Select Committee on Health Minutes of Evidence


Memorandum by Mr David Thrower - continued

An Increase In Incidence Since MMR?

  101.  The lack of a lead from the Department is in spite of emerging evidence that there has been a real increase in incidence of autism (quite separate from increased diagnosis) since the introduction of MMR. For example, there is now firm data available (see later) to suggest that in California, autism levels climbed sharply from the year that MMR was introduced.

  102.  This information is widely available, and is known to parents in the UK. Yet the Department acts as though it is wholly unaware of the data in California, or even in areas within the UK (see later) where autism is now confirmed as being found at high levels.

  103.  The Department has quoted one unpublished study:

    "Unpublished data suggest that the apparent rise in autism in the UK began more than ten years before the introduction of MMR and showed no change when the vaccine was introduced in 1988 (Bax M., Lawton D., Family Fund Trust, quoted in Nicholl A. et al, BMJ 1998, 316, 715-6)" (source: letter of 12 June 1998 to the Rt Hon Dafydd Wigley MP from the Minister of State for Public Health).

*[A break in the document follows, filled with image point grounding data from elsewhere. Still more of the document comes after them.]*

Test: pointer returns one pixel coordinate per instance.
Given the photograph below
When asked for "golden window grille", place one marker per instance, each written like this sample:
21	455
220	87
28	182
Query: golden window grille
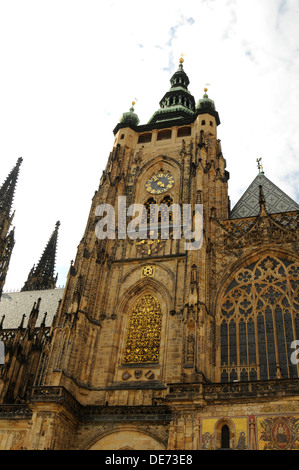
144	332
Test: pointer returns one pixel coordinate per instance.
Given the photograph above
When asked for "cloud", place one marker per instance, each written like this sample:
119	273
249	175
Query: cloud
70	70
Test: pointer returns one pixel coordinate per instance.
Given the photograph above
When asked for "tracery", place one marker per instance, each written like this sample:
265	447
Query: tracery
259	319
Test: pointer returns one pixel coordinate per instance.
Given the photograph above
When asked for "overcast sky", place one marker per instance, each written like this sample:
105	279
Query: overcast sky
70	68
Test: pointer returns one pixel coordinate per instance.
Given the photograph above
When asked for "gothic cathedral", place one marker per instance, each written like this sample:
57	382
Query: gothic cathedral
159	343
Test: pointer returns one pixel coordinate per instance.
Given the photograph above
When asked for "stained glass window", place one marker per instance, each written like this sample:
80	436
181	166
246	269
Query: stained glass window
259	319
144	331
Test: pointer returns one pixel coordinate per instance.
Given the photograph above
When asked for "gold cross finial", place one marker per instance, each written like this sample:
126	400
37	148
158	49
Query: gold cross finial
260	166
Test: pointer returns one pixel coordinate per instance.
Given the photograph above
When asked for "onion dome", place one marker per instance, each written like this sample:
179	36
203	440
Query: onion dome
178	102
205	103
130	117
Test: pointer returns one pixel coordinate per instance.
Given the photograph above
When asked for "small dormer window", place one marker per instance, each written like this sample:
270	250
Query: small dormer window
184	131
143	138
163	135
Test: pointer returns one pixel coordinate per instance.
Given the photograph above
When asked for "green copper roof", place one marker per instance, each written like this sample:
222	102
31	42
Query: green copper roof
130	117
276	200
205	103
178	102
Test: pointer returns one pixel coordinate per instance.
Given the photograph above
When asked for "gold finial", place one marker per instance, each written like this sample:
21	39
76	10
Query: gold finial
260	166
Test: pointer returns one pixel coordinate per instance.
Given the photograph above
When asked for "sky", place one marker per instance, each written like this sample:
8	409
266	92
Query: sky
70	68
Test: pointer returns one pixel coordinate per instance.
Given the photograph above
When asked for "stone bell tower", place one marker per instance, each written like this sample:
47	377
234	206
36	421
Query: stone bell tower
136	312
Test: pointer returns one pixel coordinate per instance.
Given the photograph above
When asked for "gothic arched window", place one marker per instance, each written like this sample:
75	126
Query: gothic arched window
144	331
259	319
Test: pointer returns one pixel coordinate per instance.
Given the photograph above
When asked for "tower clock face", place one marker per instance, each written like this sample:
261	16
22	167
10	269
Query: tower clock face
159	183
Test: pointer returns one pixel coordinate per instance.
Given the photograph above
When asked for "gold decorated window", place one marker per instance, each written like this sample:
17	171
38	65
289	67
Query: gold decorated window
259	320
144	331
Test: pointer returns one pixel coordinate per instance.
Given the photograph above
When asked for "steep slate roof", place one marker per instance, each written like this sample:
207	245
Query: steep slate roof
276	200
14	304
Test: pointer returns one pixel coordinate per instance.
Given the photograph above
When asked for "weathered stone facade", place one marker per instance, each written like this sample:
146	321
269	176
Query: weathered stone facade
155	346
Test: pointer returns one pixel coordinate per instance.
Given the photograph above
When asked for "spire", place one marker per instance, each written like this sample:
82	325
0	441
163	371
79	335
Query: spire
130	117
7	190
178	102
6	235
42	277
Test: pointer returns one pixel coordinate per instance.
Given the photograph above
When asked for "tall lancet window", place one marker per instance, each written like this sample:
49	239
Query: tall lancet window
144	332
259	320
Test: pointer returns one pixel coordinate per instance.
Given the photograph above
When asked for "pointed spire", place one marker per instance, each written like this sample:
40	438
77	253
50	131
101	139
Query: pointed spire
8	188
42	276
178	102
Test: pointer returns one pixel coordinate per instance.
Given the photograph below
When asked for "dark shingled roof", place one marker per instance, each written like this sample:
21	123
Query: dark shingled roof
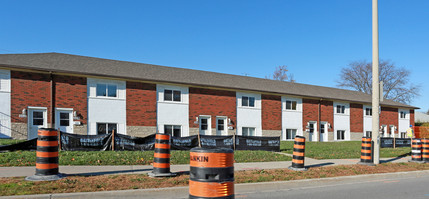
75	64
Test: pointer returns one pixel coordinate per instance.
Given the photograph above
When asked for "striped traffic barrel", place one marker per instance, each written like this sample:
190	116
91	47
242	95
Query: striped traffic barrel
416	150
46	155
161	157
425	149
298	154
211	173
366	151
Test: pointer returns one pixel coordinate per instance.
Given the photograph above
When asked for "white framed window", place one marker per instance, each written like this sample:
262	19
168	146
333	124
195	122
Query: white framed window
341	135
172	95
291	105
173	130
248	131
247	101
290	134
368	111
104	128
106	90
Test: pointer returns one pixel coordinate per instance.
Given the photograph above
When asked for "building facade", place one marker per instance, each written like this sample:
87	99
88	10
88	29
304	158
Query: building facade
85	95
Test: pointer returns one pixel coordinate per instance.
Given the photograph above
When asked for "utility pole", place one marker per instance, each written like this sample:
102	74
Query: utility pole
375	84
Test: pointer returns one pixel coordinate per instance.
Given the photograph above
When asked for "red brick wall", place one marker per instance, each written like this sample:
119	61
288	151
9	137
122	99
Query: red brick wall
327	113
211	102
141	104
271	112
356	117
389	116
310	109
71	92
29	89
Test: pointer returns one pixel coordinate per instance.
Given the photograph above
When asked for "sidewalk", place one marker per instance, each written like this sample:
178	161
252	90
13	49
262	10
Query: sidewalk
140	169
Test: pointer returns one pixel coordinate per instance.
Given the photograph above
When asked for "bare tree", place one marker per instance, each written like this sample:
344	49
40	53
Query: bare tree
397	85
281	74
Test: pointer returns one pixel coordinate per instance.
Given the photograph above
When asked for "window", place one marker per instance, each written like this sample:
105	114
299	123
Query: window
248	131
368	111
173	130
403	115
37	117
290	105
64	119
290	134
341	109
172	95
104	128
107	90
341	134
220	124
248	101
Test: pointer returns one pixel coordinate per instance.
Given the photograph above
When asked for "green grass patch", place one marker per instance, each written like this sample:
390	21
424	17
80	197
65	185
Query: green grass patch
340	150
28	158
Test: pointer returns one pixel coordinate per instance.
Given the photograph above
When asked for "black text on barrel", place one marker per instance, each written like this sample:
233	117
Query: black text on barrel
161	160
416	150
211	173
298	152
47	152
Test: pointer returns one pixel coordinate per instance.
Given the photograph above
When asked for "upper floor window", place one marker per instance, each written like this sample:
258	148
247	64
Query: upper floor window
403	115
172	95
368	111
248	101
107	90
341	109
290	105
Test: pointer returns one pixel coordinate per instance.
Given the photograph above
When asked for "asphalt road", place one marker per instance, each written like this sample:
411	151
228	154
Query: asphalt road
392	185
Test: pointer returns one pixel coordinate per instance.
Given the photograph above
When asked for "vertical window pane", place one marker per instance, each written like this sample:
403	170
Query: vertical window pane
101	89
245	101
112	90
168	95
176	96
251	102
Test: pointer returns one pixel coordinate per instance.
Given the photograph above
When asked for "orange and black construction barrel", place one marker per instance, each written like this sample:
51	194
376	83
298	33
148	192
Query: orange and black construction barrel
425	150
416	150
161	157
366	152
298	154
46	156
211	173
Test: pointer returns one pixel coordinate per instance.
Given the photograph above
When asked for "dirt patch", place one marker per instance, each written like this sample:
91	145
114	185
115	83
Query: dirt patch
18	186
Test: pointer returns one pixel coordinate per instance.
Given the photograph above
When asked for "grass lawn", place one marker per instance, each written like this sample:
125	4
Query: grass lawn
18	186
340	150
28	158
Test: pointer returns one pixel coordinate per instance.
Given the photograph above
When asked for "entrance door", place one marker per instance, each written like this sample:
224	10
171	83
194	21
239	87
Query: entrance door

  104.  However, the study has not been published, it is clearly impossible for parents to assess its parameters, assumptions, scale of survey or time period covered, to determine for themselves that the study was justified in its conclusions. No other specific evidence has been quoted to me by the Department. The incidence of autism now being found in some parts of the UK is considered later.

  105.  The Department also continues to place its faith in other studies, almost invariably undertaken abroad and usually ten or twenty years out of date, producing a "no link" conclusion from studies of very small numbers of cases. The Department gives a high profile and credibility to these studies:

    "Careful studies have shown that autism did not increase after the MMR vaccine was introduced in Sweden. The authorities in Denmark conducted a thorough review of the possible link between measles and autism and were unable to discover any evidence for an association between MMR vaccine and autism. The Department of Health continues to communicate with the National Autistic Society and those working in the field, both in this country and abroad" (source: letter of Department of Health of 24 December 1996. The point that the NAS does not actually monitor incidence is noted elsewhere).

  106.  The credibility of the Department's assertions that there is no connection between vaccination and degeneration into autism have occasionally been undermined by its own statements to other Members of Parliament, for example in a letter of 12 June 1998 to the Rt Hon Dafydd Wigley MP from Tessa Jowell:

    "It has already been pointed out to Mr Thrower that early studies on autism (carried out before MMR vaccination was introduced) showed that many children with autism were reported to have developed normally and then regressed, usually in their second year of life. The mechanism by which this occurs is not yet known." (my emphasis).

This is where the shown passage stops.